Date: 20100720
Docket: IMM-5722-09
Citation: 2010 FC 758
Ottawa, Ontario, July 20,
2010
PRESENT: The Honourable Mr. Justice Mandamin
BETWEEN:
KAMALDEEP
KAUR
Applicant
and
THE MINISTER OF CITIZENSHIP
AND IMMIGRATION
Respondent
REASONS FOR JUDGMENT AND JUDGMENT
[1]
Ms. Kamaldeep Kaur applies for judicial review
pursuant to section 18.1 of the Federal Courts Act, R.S.C., 1985, c. F-7
of the decision of a Visa Officer who refused her application for a permanent
residence in Canada as a
skilled worker.
[2]
Ms. Kuar is a citizen of India. She applied to come to Canada as a nursing tutor. Her application
was refused by a Visa Officer because the Officer was not satisfied she had at
least one year continuous employment experience in her field as required by subsection
75(2) of the Immigration and Refugee Protection Regulations,
SOR/2002-227 (the Regulations).
[3]
Ms. Kaur submitted additional information and
requested the Officer reconsider her application. The Officer declined. Ms.
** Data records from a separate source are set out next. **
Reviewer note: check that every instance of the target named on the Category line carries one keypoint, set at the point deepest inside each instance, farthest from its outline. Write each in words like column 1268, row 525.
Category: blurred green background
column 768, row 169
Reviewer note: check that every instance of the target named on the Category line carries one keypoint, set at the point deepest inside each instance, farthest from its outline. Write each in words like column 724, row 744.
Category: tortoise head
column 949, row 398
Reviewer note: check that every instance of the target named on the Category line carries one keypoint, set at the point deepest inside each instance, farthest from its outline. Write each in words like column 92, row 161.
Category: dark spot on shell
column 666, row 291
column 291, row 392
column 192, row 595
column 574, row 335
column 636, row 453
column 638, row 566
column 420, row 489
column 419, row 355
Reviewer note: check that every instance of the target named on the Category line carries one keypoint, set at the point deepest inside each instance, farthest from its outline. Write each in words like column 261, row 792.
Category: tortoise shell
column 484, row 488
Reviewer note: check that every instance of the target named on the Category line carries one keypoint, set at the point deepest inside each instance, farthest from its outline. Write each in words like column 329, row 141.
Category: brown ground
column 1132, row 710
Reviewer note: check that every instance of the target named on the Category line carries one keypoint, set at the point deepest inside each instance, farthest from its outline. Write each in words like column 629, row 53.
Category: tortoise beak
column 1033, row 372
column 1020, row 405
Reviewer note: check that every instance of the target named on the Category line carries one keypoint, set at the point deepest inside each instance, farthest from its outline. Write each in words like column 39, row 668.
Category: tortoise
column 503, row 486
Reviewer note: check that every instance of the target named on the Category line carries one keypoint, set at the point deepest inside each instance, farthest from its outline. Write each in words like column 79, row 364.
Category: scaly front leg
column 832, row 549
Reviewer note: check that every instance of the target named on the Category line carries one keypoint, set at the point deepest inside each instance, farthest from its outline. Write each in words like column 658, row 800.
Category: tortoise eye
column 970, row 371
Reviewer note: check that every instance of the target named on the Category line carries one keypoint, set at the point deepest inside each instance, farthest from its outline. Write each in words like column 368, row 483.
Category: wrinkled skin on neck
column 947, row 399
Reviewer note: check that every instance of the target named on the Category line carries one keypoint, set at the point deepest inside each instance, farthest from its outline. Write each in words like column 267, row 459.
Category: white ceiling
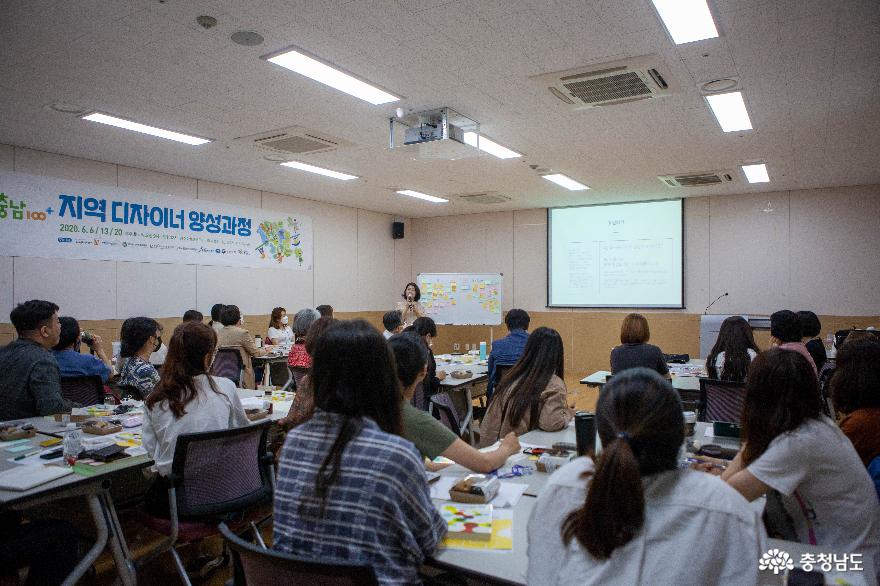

Kaur applies for judicial review of that decision.
[4]
For the following reasons, I am refusing her
application for judicial review.
Facts
[5]
Ms. Kuar is a 28 year old woman with formal
training in India as a nurse.
She applied to become a permanent resident of Canada as a skilled worker and requested she be assessed in the
occupational field of Nursing.
[6]
By letter dated January 29, 2009 the
Citizenship and Immigration Canada Centralized Intake Unit advised it was
recommending her application for further assessment and requested she submit a
full application for permanent residency to the Canadian High Commission in New Delhi. This letter gave specific
instructions with respect to the content of an application, including:
Your
full application must consist of the following:
…
·
All supporting documents (see document checklist
for the visa office to which you are applying).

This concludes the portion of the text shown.